According to the equipment for removing EVA in the waste photovoltaic cells, the baking area 2 and the recycling area 3 are sequentially arranged on the conveying track 1 along the conveying direction, so that the pipelining operation is realized, the light powdery EVA colloid formed by baking the EVA in the baking area 2 can be easily screened out in recycling, the sorting and recycling efficiency of the photovoltaic cell assembly is greatly improved, meanwhile, the temperature and the baking time of the baking area 2 are preset, the automatic operation can be realized, the workload of operators is simplified, the whole technological process is simple and convenient to operate, and the treatment period is also greatly shortened; and can not produce any waste liquid in the operation process, can effectively avoid using organic solvent to dissolve the EVA because the organic solvent volatilizes the environmental pollution that causes and to the potential harm that operating personnel produced, further improved the factor of safety in the photovoltaic cell subassembly recovery process and satisfied the demand of environmental protection.

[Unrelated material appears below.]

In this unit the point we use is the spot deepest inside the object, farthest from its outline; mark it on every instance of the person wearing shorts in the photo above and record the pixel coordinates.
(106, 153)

The above is only a preferred embodiment of the present utility model, and the protection scope of the present utility model is not limited to the above examples, and all technical solutions belonging to the concept of the present utility model belong to the protection scope of the present utility model.
In the description of the present utility model, it should be understood that the terms "center", "longitudinal", "lateral", "length", "width", "thickness", "upper", "lower", "front", "rear", "left", "right", "vertical", "horizontal", "top", "bottom", "inner", "outer", "clockwise", "counterclockwise", etc. indicate orientations or positional relationships based on the orientations or positional relationships shown in the drawings are merely for convenience in describing the present utility model and simplifying the description, and do not indicate or imply that the apparatus or elements referred to must have a specific orientation, be configured and operated in a specific orientation, and thus should not be construed as limiting the present utility model.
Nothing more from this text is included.